Marlies: “We continuously inform ourselves what’s happening in our category and the health maintenance market by screening media, trendwatchers and conduct research. We notice that there are no longer just a couple of big trends but a growing number of smaller, and more blending trends. We gain a lot of insights, but what is truly relevant? We sincerely ‘listen’ to our consumers, and also try to meet them in person regularly.  We welcome around 15.000 consumers in our factory every year, who are interested in our product and curious how such a factory works. Listen carefully what is being said and asked during these visits, is a good example how to stay connected to trends and needs of your local market. That’s why we handle our social media and customer care by ourselves instead of delegating this to an external agency.  We are in contact with our consumers every day, and that is a conscious decision we made. That’s how we stay close to our consumers and know what is relevant for them.”

Nowadays the world is complex, and we notice this among our consumers. How reliable is this source for information? And with current health issues like added sugar and salt in nutrition, people are wondering how to make the right decisions for their healthy lifestyle. People want, and are looking for, validation.”

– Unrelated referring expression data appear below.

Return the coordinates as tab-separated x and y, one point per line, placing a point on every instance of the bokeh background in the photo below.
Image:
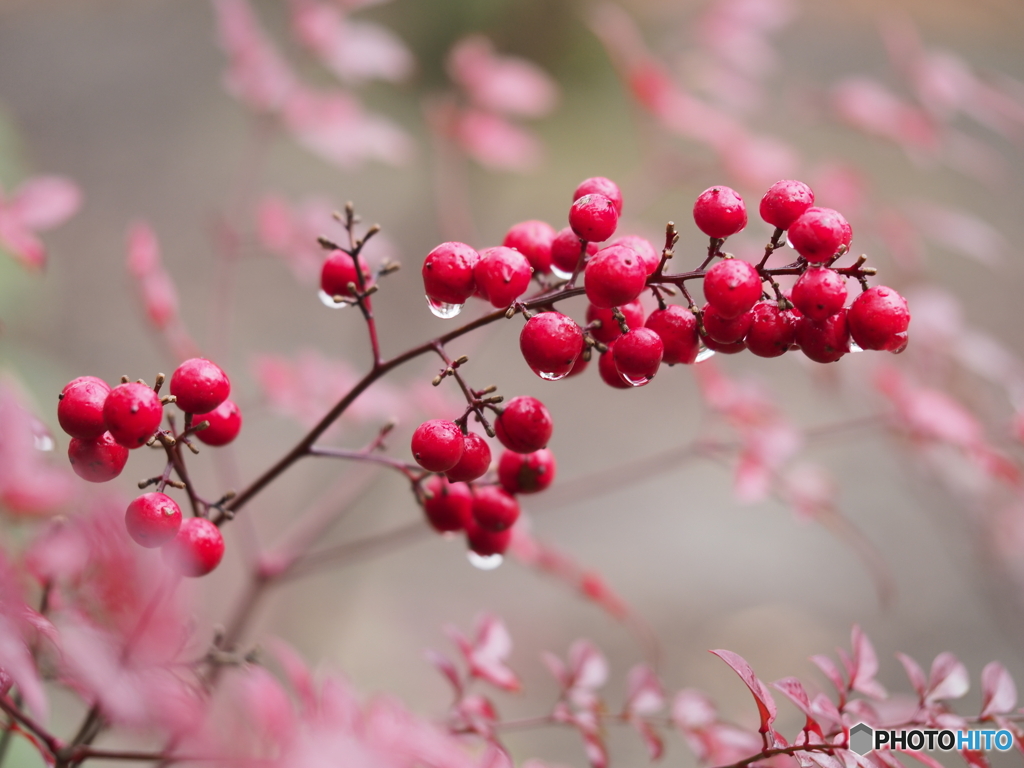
126	98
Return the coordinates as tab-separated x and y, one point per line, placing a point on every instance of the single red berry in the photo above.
132	413
720	212
502	275
448	273
526	473
474	462
153	519
225	422
199	386
825	341
677	328
772	330
524	425
732	287
614	275
785	202
494	508
445	504
197	549
725	331
80	410
593	217
819	293
437	444
879	320
637	355
98	460
550	343
600	185
818	233
532	239
609	329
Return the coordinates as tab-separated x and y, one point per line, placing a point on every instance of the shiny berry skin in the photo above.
197	549
526	473
785	202
818	233
677	328
153	519
474	462
772	330
610	330
600	185
524	425
132	413
720	212
80	410
732	287
637	355
98	460
550	343
614	275
819	293
199	386
445	504
825	341
502	275
448	272
225	423
593	217
494	508
437	444
879	320
532	239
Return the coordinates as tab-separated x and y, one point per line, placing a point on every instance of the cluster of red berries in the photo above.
104	423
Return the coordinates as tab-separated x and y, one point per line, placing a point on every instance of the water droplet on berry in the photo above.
443	310
484	562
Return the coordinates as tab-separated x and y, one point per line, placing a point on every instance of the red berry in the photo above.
818	233
550	343
637	355
437	444
819	293
98	460
524	425
593	217
609	329
614	275
772	330
448	273
474	462
532	239
502	275
732	287
80	411
132	413
600	185
446	505
678	329
199	386
494	509
879	320
785	202
720	212
153	519
526	473
197	549
225	422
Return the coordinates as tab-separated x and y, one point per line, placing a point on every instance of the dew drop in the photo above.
443	310
484	562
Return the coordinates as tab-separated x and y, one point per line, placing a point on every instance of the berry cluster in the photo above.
105	423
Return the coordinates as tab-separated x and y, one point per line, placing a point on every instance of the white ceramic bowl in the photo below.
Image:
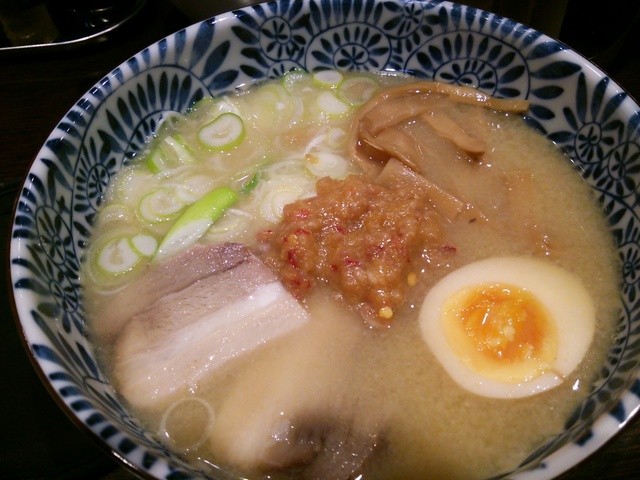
572	102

Innovations needs to be relevant

According to Marlies, relevance is one of the main reasons why innovations fail or succeed: “Successful innovation starts with relevance. That is a key criterium. What is the essential importance for the life of your consumer? Innovating just to innovate could lead to an unsuccessful product. We try to create relevance at any level in our organisation. An example of this is our sponsor strategy. We no longer sponsor events to just put our name / logo out there, we want to motivate and stimulate people in their efforts to live their healthy life.  We decided to start our own programme: Yakult Start to Run, which is a very effective running programme from the Dutch Athletic Union. This programme is aimed at people that are inactive but want to make a change in their lifestyle. During a course of 7 weeks they can participate in a programme with a certified trainer, which leads them to be more active when it comes to walking, nutrition and even clothing. All to stimulate people to exercise in a responsible way. The goal after 7 weeks is to have them run continuously for 3 kilometres. However, it’s not the most important result. In 87% of the cases people decide to enrol in the local sports club. To me, that’s an innovation related to activation. The things we do must be relevant in such a way that it accomplishes something.”

In 10 years…

Marlies: “I see our products still being on the shelf. And we might be represented in other categories and markets as well. The current Yakult bottles will still be here 10 years down the line, because we are that relevant to our consumers.”